Congrats again. :no1: Photos please :2thumb:


----------



## bosshogg (Nov 19, 2006)

Well you have already had me WWWWWHHHHHHHHOOOOOOOO'ing but cant help it sooo..........


WWWWWWWHHHHHHHHOOOOOOO Congrats!!!!:no1::2thumb::no1:


----------



## Pimperella (Sep 26, 2006)

My New Rabbits

Perlfee Buck 'Mills' Been place a few times at shows under his last owner Including Bradford Champs in Jan were he got 3rd in Rare Variety.

Perlfee Rabbits are a Rare rabbit Variety, Coming from Germany and were bred as Fur Rabbits.


















My Perlfee Doe 'Fable' Again has been placed at shows under her last owner. Including 4th in Rare Variety at Bradford Champs in Jan this year.

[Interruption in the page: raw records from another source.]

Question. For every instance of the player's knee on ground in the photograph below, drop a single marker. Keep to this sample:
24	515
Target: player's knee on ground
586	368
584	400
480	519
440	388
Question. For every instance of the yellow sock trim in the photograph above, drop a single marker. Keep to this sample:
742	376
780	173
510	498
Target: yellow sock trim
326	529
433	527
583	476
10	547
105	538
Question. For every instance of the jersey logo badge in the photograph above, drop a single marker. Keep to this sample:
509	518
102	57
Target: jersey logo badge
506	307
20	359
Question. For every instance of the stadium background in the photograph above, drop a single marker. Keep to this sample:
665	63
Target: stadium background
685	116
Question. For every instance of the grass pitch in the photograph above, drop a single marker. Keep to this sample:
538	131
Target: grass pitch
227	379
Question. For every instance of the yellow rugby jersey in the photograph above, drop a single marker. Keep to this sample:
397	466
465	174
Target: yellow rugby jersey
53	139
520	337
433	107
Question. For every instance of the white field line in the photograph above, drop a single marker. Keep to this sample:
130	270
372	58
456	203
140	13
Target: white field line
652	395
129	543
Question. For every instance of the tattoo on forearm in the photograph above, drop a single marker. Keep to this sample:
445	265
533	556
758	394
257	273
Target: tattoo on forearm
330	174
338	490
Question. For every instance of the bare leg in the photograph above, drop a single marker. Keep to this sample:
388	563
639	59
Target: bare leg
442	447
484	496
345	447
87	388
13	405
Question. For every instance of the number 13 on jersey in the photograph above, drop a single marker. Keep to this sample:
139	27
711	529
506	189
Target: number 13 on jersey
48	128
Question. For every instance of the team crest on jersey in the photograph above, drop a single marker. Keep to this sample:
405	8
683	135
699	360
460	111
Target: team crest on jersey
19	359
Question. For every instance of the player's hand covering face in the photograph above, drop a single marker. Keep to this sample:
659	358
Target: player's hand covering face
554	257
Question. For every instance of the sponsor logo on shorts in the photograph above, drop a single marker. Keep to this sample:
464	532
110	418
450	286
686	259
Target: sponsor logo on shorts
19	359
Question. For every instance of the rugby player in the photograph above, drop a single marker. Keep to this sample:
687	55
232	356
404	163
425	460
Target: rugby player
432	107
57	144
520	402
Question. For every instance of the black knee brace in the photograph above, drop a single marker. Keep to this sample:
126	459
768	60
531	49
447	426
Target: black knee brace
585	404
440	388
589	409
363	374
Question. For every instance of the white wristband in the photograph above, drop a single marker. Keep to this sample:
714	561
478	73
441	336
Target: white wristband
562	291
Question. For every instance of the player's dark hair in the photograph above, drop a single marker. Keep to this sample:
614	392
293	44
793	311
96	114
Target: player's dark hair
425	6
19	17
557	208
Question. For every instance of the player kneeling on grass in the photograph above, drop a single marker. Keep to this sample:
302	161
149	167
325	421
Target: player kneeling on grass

My Blue Rex Buck. I have 2 Does for him when he's a bit older and should hopefully produce me some really lovely Blue Rexes for showing next year

















The Show itself.


----------



## Zoo-Man (Apr 12, 2008)

Well done Pimp! Lovely looking rabbits you have there!

My bf has a blue rex buck called Jazz.


----------



## Shell195 (May 31, 2007)

All Beautiful buns, but Im in love with your Rex he is one sexy rabbit:flrt:


----------



## Amalthea (Oct 2, 2007)

Your blue rex boy looks so regal and dignified!!! And what gorgeous coats the other two have! Amazing color!


----------



## Shell195 (May 31, 2007)

What makes a Perlfee rabbit.Are the pale bits white or cream? Only asking as we had a doe brought in today she is blue with cream bits feet ears .She is quite small though.We are getting her spayed and bonding her with Tatty(ripped ears ) a mini lop whos wife just died and he is lonely


----------



## Pimperella (Sep 26, 2006)

Shell195 said:


> What makes a Perlfee rabbit.Are the pale bits white or cream? Only asking as we had a doe brought in today she is blue with cream bits feet ears .She is quite small though.We are getting her spayed and bonding her with Tatty(ripped ears ) a mini lop whos wife just died and he is lonely


 
Breed Standard is



*Ring Size E* *1) **Type & Weight**20 *​

*2) **Fur **20 *​

*3) **Colour**40 *​

*4) **Condition **20 *​








*Total**100**1.*TYPE - Cobby with tine bone. Head well fixed to body on an almost invisible neck. Ears strong, well furred and Carried erect with rounded tips 10-12cm (4 - 5 ins). Legs straight, fine bone. Eyes grey blue with ruby glow. Nails horn Coloured. Weight kg 2.26-3.17(5 - 71b)*2.*FUR - Very dense with numerous guard hairs.*3.*COLOUR - 
Top Colour: Greyish blue. Three shades permitted i.e. light, medium and dark, medium shade preferable. Colour extends evenly all over the body. Eye Circles, jaw line, chest and insides of legs are much lighter. Small triangle on nape is brownish in colour. Belly white with blue/grey under fur with a tan band between belly colour and body colour. Tips ot guard hairs are light grey and dark grey. This colour must be clearly seen and give the fur a blue grey pearly look. The pearling must be as regular as possible covering all parts ot the body, head, ears, chest, tail and outside of legs. Under Colour : Grey blue almost two thirds of fur length, followed by an intermediate colour, brownish in tint. This colour is not to be clearly defined, but must shade into other colours.
*4.*CONDITION -FAULTS - Lacking type or density of fur. Nape triangle too big, traces of rustiness, barred legs, white hairs. Absence of belly undercolour. Chest and front feet light. Lacking pearling, white patches, white toe nails and other colour eyes. 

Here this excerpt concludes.